A system now being developed at Purdue University uses artificial intelligence to analyze videos of nuclear reactors, representing a future inspection technology that can be used to detect cracks, reduce accidents and lower maintenance costs.

“Regular inspection of nuclear power plant components is important to guarantee safe operations,” points out Mohammad R. Jahanshahi, an assistant professor at the Lyles School of Civil Engineering at Purdue. “However, current practice is time-consuming, tedious and subjective… (It) involves human technicians reviewing inspection videos to identify cracks on reactors.” Complicating the issue is that direct manual inspection of a reactor’s components is not feasible, due to high temperatures and radiation hazards. Nuclear reactors are also submerged in water to maintain cooling.

Mohammad R. Jahanshahi, left, reviews results using the new system.
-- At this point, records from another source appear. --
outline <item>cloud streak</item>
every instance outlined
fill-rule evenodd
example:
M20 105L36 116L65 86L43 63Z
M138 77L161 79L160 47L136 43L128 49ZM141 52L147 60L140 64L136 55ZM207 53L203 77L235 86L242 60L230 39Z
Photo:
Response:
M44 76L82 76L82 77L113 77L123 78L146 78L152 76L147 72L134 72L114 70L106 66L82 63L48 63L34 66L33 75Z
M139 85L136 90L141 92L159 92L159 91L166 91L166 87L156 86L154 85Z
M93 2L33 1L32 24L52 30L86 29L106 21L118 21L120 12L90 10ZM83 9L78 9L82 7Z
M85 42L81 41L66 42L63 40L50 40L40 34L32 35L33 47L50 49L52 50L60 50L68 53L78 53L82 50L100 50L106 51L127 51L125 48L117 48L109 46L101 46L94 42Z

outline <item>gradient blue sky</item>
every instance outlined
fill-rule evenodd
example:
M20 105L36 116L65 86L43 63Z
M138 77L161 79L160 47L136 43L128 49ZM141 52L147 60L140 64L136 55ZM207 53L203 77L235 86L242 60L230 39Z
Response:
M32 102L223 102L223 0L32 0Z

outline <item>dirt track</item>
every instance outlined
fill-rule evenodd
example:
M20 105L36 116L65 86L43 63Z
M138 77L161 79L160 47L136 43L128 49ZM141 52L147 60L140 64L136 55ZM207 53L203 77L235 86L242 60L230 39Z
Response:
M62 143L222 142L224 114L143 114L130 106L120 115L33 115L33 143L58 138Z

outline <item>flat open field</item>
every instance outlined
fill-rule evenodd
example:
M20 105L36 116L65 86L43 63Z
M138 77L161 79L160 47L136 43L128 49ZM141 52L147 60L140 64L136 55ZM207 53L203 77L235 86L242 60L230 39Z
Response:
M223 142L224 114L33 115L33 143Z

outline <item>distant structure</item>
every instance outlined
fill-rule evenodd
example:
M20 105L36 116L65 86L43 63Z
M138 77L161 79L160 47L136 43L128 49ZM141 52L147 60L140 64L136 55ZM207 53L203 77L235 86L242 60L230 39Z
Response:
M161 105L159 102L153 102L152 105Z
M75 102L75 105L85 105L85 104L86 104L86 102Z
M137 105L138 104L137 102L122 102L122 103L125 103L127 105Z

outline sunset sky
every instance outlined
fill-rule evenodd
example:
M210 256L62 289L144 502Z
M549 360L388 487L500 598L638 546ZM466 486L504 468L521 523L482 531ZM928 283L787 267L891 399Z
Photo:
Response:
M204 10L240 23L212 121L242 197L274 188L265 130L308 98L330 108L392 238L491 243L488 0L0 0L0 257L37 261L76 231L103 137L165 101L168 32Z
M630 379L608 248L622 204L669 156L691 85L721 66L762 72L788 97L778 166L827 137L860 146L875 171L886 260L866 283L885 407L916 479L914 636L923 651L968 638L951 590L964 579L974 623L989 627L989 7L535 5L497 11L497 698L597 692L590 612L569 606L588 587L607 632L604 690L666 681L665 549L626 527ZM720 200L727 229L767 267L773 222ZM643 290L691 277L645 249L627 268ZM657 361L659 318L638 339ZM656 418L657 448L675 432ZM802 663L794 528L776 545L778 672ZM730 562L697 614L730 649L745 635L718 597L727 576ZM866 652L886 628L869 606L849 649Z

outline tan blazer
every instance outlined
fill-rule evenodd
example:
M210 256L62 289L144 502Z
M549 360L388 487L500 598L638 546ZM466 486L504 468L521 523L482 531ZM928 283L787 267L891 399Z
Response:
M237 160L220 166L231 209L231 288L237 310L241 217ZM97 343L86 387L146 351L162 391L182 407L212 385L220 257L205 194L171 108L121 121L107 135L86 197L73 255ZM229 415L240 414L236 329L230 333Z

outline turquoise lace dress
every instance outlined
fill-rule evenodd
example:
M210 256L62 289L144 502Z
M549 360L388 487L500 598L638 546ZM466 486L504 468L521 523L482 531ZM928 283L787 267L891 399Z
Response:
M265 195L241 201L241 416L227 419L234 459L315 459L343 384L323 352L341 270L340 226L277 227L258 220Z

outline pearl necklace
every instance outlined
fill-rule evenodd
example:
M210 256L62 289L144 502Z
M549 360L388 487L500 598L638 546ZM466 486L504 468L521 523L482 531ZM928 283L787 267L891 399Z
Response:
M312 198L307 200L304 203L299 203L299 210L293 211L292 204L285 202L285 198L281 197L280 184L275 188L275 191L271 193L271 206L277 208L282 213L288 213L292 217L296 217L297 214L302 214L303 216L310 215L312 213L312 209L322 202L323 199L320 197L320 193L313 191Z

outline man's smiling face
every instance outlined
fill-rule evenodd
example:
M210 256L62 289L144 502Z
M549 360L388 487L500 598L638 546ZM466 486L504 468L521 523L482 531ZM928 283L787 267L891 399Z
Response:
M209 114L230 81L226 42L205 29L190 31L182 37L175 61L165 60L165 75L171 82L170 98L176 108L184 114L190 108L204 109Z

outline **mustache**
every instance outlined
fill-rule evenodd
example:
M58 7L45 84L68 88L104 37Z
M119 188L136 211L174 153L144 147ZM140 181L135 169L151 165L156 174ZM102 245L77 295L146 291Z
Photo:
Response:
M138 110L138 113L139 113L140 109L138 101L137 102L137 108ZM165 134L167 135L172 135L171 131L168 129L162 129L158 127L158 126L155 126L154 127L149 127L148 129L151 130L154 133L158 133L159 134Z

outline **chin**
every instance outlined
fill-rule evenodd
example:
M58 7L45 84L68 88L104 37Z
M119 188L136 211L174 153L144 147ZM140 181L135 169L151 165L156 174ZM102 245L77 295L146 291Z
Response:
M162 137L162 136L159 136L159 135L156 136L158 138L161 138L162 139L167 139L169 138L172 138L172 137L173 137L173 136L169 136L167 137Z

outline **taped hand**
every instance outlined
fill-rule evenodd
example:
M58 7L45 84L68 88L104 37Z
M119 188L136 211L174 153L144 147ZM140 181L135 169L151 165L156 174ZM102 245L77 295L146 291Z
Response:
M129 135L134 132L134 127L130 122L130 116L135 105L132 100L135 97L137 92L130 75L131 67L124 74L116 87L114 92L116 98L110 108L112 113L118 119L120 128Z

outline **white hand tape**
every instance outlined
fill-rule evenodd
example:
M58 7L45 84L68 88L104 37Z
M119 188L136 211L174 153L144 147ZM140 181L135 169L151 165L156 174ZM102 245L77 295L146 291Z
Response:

Image credit: Purdue University.Cracking, which can lead to leaking, is an important contributing factor in numerous nuclear power incidents, Jahanshahi notes. “Aging degradation is the main cause that leads to function losses and safety impairments caused by cracking, fatigue, embrittlement, wear, erosion, corrosion and oxidation,” he says.

Over a six-decade period, there have been 99 major nuclear incidents worldwide that cost more than $20 billion and led to 4,000 fatalities; 56 of them occurred in the United States – the world’s largest supplier of commercial nuclear power.

But as detailed in a paper appearing in the journal IEEE Transactions on Industrial Electronics, the new system utilizes a deep learning framework to analyze individual video frames, along with an innovative data fusion scheme to aggregate the information extracted from each frame.

Leveraging a dataset that contains around 300,000 crack and non-crack patches, the neural network can be trained to detect cracks in overlapping “patches” in each frame. The data fusion algorithm then tracks a crack from one frame to the next. It is able to account for changing configurations due to the moving camera, thus pinpointing the location of the crack. The algorithm also mimics the ability of human vision to scrutinize cracks from different angles -- important because some cracks are obscured by the play of light and shadow, Jahanshahi notes.

The approach achieves a 98.3 percent success rate. A patent application on the technology has been filed through the Purdue Research Foundation’s Office of Technology Commercialization.